Bizim hacılar Avrupa’da alışmışlardır, büyük şehirlerde yaşayanlar alışmışlardır; beyler her sabah banyo yapar. Su bol, Anadolu’daki gibi kıt değil. Sabahleyin yataktan kalkar, banyo yapar; akşam işten çıkar, iş tulumunu çıkarır, banyo yapar. Bu alışmıştır, vücut da alışmıştır. Banyo ister, yıkanmak ister; şampuan, sabun ister. Beyzadem burada Hac ahvali ve ihram dolayısıyla iki üç gün yıkanmayınca, saçı yağlanınca, vücudu yağlanınca rahatsız olmaya başlar; yıkansam der.

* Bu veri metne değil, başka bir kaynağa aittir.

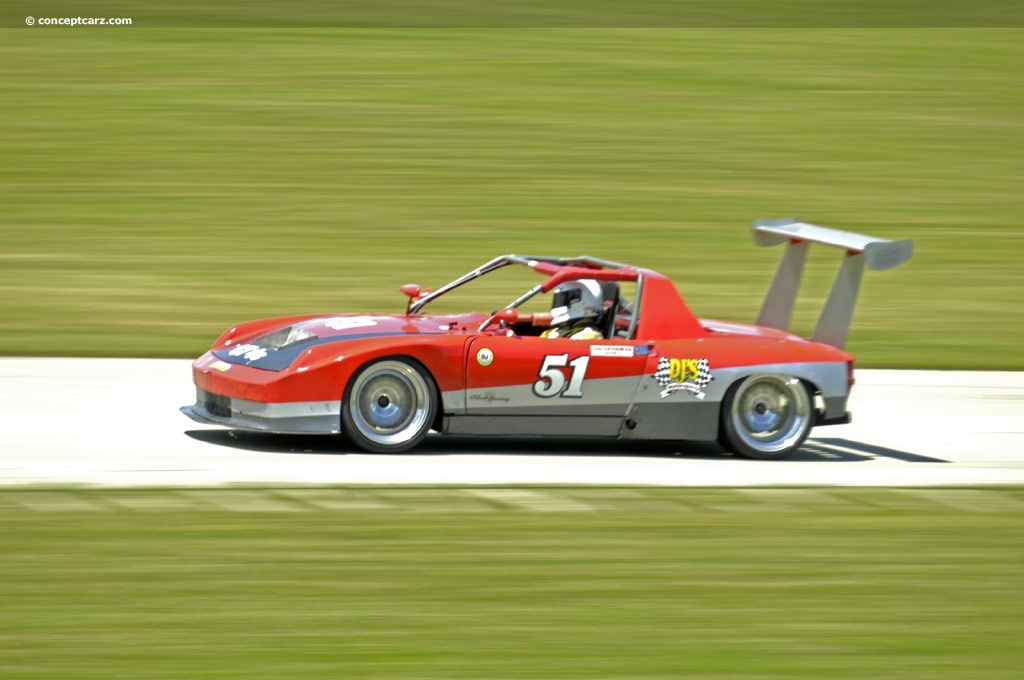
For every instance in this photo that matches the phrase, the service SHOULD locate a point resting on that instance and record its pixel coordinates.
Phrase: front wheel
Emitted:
(766, 417)
(388, 406)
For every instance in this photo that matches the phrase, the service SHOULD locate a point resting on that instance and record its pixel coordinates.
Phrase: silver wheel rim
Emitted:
(389, 404)
(771, 413)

Bu böyle olmaz; doğru değil. İhram, tevazu kıyafetidir. Burası tevazu yeridir; süslenme, taranma, donanma yeri değildir. Lafı evirip çevirip söylemek gerekirse hacının tozlu topraklısı; hor zelil olanı makbuldür. “Yâ Rabbi! Şu halime bak; bana acı, bana rahmeyle, beni afv u mağfiret eyle!” diyebilsin; Allah acısın. Biz buraya yalvarmaya geldik. Burası yalvarma yeridir; süslenme yeri değildir. Keyif için süslenmek, az biraz kirlendi, ütüsü bozuldu diye değiştirmek, keyif için yıkanmak doğru değildir.

 

Yıkanırken, kendisinin zorlamasıyla kopan her kıl için sadaka vermek gerekir. Vücuttan epey de kıl dökülür. Ben abdest alırken bakıyorum elime üç dört tane kıl gelmiş. Bilmiyorum yalnızca bende mi böyle oluyor ama herkeste böyle olduğunu düşünüyorum. Tabii olarak değil de böyle kendisinin zorlamasıyla, taramakla kopan kılların her birisi ceza gerektirir, sadaka gerektirir. Cezalı duruma düşmemek için mümkün olduğu kadar kaçınmak lazım.

İhramda durduğunuz gün topu topu kaç gündür ki? Eski zamanlarda adamın yaya geldiğini düşünün. Mekke ile Medine arasının on beş gün olduğu zamanı düşünün. Ayaklarının patlaya patlaya yürüdüğünü, kumlara battığını düşün. Alimallah onun ihramı toprak rengi olur. İşte öyle olacak.

Terler; rüzgâr terlerin üstüne tozları yapıştırır, vıcık vıcık olur, rahatsız olur. Ne yapalım? Burası yalvarıp yakarma, boyun bükme yeridir. Öyle keyif için yıkanmak doğru değildir, tehlikelidir. “Dökülen kıllardan dolayı sadaka gerekir.” demişlerdir. Onun için kirlendi diye eski ihramını değiştirmeyi uygun görmemişlerdir. Hocalarımız; “Öyle yapmayın.” demişlerdir.